Ecco, credo che d’ora in poi sarà necessario rivedere la risposta e affermare, senza troppe incertezze, “il 2021”, per svariate ragioni.

La prima, prosaicamente, è quest’anno di giochi veramente buoni ne sono usciti pochissimi e molti di quelli attesi, dopo essere stati indegnamente pompati dalla stampa specializzata, si sono rivelati meno validi del previsto (il primo esempio che mi sovviene è Ratchet & Clank, venduto come rivoluzionario e che può essere al massimo considerato un buon titolo con alcune eccellenze sul lato tecnico). I candidati a GOTY dei recenti The Game Awards ne sono lo specchio più evidente, probabilmente nessuno di essi sarebbe entrato nel roster degli anni “buoni”. I titoli migliori di Microsoft sono state le ennesime reiterazioni di franchise decennali (valide eh), Nintendo ha traccheggiato, avendo sparato molte delle sue cartucce migliori negli anni scorsi, Sony ha rimandato al 2022 molte uscite top e ha dimostrato nei fatti il contrario di quanto affermato prima del lancio di PS5, quel risibile “Crediamo nelle Generazioni”, proponendo quasi solo titoli cross-gen. Di giochi realmente originali se ne sono visti pochissimi, soverchiati da remake e reboot, spesso tecnicamente indegni (vedi la collection di GTA). Certo, il Covid ha colpito molto più duramente di quanto ammesso dalle case produttrici e i tempi di creazione di un titolo si stanno dilatando a infinito, ma che i tripla AAA stiano deludendo è un dato di fatto. Quanto agli indie, ammetto di non essere la persona più adatta per parlarne, perché per me il gameplay è sempre stato più importante dall’aspetto narrativo e la maggioranza degli indie punta sullo storytelling e meno su gameplay, level design ed elementi che un tempo erano indispensabili centrali, specie nei generi classici (un qualsiasi platform, beat’em up o shooter degli anni ’90 straccia gli epigoni attuali).

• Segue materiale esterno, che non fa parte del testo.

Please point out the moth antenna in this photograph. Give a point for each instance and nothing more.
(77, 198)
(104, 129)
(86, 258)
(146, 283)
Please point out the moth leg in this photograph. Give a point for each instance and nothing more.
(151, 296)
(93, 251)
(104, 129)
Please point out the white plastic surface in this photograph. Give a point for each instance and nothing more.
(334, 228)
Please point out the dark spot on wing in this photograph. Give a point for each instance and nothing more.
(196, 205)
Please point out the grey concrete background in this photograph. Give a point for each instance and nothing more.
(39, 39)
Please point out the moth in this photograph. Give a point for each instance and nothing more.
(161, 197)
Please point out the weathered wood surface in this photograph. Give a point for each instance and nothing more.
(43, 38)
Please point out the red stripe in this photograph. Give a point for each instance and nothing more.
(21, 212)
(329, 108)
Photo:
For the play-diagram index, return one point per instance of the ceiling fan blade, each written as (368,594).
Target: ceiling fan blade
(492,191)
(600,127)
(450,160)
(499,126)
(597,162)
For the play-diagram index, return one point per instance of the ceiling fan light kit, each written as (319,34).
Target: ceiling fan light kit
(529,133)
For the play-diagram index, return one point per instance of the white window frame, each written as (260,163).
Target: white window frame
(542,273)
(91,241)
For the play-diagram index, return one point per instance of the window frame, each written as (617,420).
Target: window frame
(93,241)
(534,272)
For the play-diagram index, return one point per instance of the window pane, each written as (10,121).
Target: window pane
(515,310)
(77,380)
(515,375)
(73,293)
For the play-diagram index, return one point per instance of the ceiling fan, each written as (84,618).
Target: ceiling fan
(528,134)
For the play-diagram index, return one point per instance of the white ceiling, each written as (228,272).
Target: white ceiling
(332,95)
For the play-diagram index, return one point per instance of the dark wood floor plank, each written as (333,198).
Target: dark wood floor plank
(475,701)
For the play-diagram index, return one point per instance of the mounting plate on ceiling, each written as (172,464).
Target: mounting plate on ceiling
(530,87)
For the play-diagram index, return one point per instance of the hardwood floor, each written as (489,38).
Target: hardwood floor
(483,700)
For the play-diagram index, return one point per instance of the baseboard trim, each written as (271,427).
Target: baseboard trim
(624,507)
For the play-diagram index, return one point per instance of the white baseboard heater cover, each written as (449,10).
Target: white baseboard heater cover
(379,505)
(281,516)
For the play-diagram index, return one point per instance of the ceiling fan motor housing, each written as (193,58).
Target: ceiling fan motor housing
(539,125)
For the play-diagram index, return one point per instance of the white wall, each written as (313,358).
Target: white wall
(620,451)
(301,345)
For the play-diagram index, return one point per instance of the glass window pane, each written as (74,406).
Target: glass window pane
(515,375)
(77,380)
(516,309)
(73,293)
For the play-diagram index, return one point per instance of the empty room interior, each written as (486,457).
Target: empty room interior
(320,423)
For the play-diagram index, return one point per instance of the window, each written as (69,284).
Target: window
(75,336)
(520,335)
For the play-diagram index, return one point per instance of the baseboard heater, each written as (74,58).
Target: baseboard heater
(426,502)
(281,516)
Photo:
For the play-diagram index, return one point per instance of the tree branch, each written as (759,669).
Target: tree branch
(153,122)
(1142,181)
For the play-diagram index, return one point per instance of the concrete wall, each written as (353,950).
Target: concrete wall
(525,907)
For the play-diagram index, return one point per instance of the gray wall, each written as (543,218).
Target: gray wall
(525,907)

Poi c’è la questione dell’hype, che negli ultimi tempi ha raggiunto dimensioni tanto mastodontiche quanto demenziali. Si dice spesso che l’attesa è sempre superiore all’evento, ma oramai abbiamo raggiunto livelli grotteschi, con titoli per i quali si accumulano talmente tante aspettative da risultare inevitabilmente deludenti, una volta arrivati sul mercato e chiaramente incapaci di soddisfare le attese di una comunità ludica dopata e incoerente, visto che poi piazza in testa alle classifiche di vendita sempre i soliti quattro titoli in croce.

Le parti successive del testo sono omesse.